Predicting water stores from snowpack is a much more difficult problem than it might appear, Dozier explains. Satellites collect huge volumes of data on snowpack, but they are still insufficient because they mainly reveal the snow’s surface characteristics. To manage runoff, we need to know the “water equivalent,” or the amount of water that would result from snowmelt. We can estimate the water equivalent from the weight of the snow, but that is difficult to measure across large stretches of variable terrain. The challenge: How do scientists combine data from satellites and surface measurements with information on economics and governance to better estimate, calibrate, and manage water supplies? In California alone, there are at least 400 different agencies that manage water. Microsoft is working with scientists at the University of California, Berkeley, and the Lawrence Berkeley National Laboratory to acquire and curate historic hydrologic data so that they can be used more effectively with data from new sensor networks to create better prediction models.
In another urgent arena, Microsoft’s David Heckerman, another MD with a PhD in computer science, is using data-intensive scientific discovery in the fight against the human immunodeficiency virus. “In several years in a single patient, HIV mutates about as much as the influenza virus has mutated in its known history,” he explains. That’s why developing a vaccine to thwart it has been so difficult. Moreover, the mutations seen in one individual are quite different from those seen in another, thanks to variability in human immune systems. David and his team are analyzing data about individual viral mutations in thousands of subjects, trying to zero in on the elements of the virus that are vulnerable to attack by the immune system. By creating a vaccine that can trigger a person’s own immune system to attack those elements, they hope to stop the virus in its tracks. He and his Harvard collaborator Bruce Walker expect to begin testing the first vaccine based on this work soon.
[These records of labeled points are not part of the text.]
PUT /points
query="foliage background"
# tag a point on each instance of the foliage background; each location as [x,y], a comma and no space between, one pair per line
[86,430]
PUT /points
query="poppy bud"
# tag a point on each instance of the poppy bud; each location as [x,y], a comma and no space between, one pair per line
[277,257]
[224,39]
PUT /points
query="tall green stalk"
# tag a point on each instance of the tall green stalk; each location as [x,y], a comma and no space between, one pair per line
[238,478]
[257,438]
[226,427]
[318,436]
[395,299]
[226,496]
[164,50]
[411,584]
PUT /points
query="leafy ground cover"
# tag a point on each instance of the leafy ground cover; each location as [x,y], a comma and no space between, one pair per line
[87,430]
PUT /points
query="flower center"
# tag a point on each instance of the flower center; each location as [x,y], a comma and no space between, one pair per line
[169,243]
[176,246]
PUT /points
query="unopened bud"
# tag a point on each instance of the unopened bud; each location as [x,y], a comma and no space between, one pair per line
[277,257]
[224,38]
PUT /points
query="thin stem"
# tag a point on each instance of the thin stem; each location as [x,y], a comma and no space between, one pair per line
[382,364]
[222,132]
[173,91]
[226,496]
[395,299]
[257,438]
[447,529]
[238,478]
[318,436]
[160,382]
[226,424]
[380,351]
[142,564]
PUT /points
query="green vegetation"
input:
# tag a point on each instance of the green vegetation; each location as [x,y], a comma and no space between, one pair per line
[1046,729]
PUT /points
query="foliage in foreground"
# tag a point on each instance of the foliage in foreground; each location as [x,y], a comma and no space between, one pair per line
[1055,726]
Shifting Gears—and Standards
Endeavors like vaccine development or fields like human genomics involve a limited number of disciplines but absolutely enormous amounts of data unique to each individual. In efforts to better characterize an environmental phenomenon like ocean processes or climate change, it’s not only the volume of data about any one factor but the number of disciplines and data sources that is daunting. Comprehensive calculations of warming trends might require factoring in measurements of radiant heat reflected from polar ice sheets, wasting of floating ice shelves caused by small increases in ocean temperature, the health of mangrove forests in tropical climates, global insect-hatching trends, climate changes captured in tree rings, CO2 levels preserved in stored ice cores—and more. Creating standards for collecting, storing, and mashing together such data will become increasingly important as scientists deploy more and more sensors.
Critically, too, most of us believe scientific publishing will change dramatically in the future. We foresee the end product today—papers that discuss an experiment and its findings and just refer to data sets—morphing into a wrapper for the data themselves, which other researchers will be able to access directly over the internet, probe with their own questions, or even mash into their own data sets in creative ways that yield insights the first researcher might never have dreamed of. The goal, as Jim Gray put it so well, is “a world in which all of the science literature is online, all of the science data are online and they interoperate with each other. Lots of new tools are needed to make this happen.”
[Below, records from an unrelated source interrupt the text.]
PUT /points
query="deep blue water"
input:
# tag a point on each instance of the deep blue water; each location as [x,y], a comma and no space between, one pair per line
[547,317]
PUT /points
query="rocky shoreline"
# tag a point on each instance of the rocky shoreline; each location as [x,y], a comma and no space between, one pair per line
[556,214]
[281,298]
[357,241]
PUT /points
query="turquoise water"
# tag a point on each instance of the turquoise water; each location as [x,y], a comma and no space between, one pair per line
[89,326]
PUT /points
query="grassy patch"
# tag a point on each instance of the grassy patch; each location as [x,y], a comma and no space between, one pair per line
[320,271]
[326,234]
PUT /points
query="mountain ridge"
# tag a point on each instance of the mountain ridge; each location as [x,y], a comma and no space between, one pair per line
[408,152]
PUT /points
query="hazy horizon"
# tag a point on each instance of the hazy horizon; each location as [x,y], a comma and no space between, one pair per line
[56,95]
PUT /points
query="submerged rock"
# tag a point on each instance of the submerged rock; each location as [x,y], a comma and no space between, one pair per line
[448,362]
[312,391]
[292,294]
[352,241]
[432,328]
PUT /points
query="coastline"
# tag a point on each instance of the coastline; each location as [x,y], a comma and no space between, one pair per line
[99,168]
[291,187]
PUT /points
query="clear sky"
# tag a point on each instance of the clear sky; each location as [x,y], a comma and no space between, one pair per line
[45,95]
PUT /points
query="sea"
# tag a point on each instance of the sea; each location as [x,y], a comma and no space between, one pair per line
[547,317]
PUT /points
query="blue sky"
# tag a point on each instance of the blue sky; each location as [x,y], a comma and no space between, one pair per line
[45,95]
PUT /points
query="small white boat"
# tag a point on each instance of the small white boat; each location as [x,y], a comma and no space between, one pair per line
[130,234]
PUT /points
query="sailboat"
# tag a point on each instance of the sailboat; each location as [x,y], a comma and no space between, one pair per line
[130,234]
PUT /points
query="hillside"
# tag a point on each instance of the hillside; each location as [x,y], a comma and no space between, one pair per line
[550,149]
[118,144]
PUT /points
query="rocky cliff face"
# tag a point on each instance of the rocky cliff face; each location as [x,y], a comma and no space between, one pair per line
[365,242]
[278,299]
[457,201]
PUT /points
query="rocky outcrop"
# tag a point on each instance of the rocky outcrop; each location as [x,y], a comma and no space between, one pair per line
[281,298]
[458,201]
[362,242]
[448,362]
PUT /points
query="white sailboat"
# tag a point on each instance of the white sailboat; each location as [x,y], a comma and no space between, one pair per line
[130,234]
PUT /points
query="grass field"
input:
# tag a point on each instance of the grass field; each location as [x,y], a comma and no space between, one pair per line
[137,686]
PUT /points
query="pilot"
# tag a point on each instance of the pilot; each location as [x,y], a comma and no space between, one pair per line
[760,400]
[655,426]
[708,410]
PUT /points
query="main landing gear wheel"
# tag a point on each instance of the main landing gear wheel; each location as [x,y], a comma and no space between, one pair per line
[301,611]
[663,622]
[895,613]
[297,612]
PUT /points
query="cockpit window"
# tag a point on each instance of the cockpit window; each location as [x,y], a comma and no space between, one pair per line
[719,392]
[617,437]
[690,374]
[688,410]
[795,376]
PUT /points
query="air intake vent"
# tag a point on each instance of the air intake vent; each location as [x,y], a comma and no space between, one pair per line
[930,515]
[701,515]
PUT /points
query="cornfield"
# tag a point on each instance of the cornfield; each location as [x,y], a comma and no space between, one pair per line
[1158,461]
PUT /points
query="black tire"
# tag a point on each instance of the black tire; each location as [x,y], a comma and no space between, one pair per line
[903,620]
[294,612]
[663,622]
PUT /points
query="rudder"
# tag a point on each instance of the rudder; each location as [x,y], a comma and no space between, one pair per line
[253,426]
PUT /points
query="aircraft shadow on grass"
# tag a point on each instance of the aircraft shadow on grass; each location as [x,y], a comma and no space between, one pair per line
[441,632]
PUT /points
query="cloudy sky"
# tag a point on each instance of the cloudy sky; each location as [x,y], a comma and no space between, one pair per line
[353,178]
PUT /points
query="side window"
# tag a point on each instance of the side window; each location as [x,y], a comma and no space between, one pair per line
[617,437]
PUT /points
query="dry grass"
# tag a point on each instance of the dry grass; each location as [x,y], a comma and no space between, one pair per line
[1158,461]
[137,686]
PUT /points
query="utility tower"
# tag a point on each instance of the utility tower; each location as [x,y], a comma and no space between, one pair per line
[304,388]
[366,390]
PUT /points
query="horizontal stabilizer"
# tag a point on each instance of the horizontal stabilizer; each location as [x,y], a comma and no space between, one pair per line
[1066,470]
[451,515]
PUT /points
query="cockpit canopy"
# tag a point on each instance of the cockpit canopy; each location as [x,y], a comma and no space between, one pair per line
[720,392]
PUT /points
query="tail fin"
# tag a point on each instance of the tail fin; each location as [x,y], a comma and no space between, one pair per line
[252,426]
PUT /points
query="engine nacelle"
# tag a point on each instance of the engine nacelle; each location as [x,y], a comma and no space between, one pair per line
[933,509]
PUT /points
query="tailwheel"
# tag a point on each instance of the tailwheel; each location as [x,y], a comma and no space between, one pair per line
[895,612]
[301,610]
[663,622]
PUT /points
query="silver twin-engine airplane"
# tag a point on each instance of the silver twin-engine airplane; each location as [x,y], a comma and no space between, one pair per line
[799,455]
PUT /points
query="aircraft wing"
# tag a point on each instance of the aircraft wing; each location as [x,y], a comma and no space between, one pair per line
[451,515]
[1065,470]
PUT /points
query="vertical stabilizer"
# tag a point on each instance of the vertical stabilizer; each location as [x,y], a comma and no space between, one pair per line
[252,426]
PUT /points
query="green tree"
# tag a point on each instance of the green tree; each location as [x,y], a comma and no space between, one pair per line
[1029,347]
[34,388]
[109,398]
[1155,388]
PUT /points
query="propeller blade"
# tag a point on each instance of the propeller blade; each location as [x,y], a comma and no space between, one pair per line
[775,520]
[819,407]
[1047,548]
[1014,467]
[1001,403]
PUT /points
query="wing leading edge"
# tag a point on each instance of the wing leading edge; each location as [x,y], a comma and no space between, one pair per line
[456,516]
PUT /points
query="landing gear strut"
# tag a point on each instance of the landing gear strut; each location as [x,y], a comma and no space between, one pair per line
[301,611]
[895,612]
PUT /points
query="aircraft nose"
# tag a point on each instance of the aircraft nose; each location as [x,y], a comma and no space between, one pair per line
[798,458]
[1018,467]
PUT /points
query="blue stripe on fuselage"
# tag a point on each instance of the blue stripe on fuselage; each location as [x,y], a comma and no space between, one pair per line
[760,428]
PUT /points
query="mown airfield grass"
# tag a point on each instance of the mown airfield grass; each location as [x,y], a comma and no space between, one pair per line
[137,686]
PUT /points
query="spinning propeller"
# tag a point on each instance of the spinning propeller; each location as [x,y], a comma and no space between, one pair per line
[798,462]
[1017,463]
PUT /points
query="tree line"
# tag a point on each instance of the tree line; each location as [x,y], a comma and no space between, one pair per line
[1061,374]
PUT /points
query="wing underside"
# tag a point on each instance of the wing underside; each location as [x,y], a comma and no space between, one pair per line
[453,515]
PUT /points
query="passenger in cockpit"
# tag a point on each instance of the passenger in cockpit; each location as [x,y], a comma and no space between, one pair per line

While the realization of this goal would mean positive changes for society and the planet, the fourth paradigm also will inevitably create great business opportunities. For example, David Heckerman’s genomic analysis of HIV is just one small piece of the much bigger agenda of personalized medicine. The pharmaceutical industry is betting that finding out which drugs are most effective for someone with a particular genetic profile will bring a whole new dimension to drug design. Microsoft’s Health Solutions Group is integrating medical records and images as a first step in providing a set of smart tools to help the pharmaceutical industry fulfill this vision.
All scientific disciplines, including computer science, need to collaborate to realize the power of the fourth paradigm and solve important problems for humanity. The answers are hiding amid vast mountains of numbers—and it’s within our reach to find them.
HBR.org > November 2010
What could these issues possibly have in common? And why would Microsoft—ostensibly a software company—be involved with them? The simple answer is data—vast amounts of data. So vast that when we run the programs that analyze some of the databases, the temperature of the building that houses 10,000 microprocessors shoots up several degrees. Today our computer scientists find themselves in partnership with leading scientists in a wide array of disciplines—astronomy, biology, chemistry, hydrology, oceanography, physics, and zoology, just to name a few—working on efforts such as drug development, alternative energy, and health care cost containment. And, yes, even commercial software projects. We believe that a new generation of powerful software tools, which support collaboration and data exploration on an unprecedented scale, are about to enable revolutionary discoveries in these fields.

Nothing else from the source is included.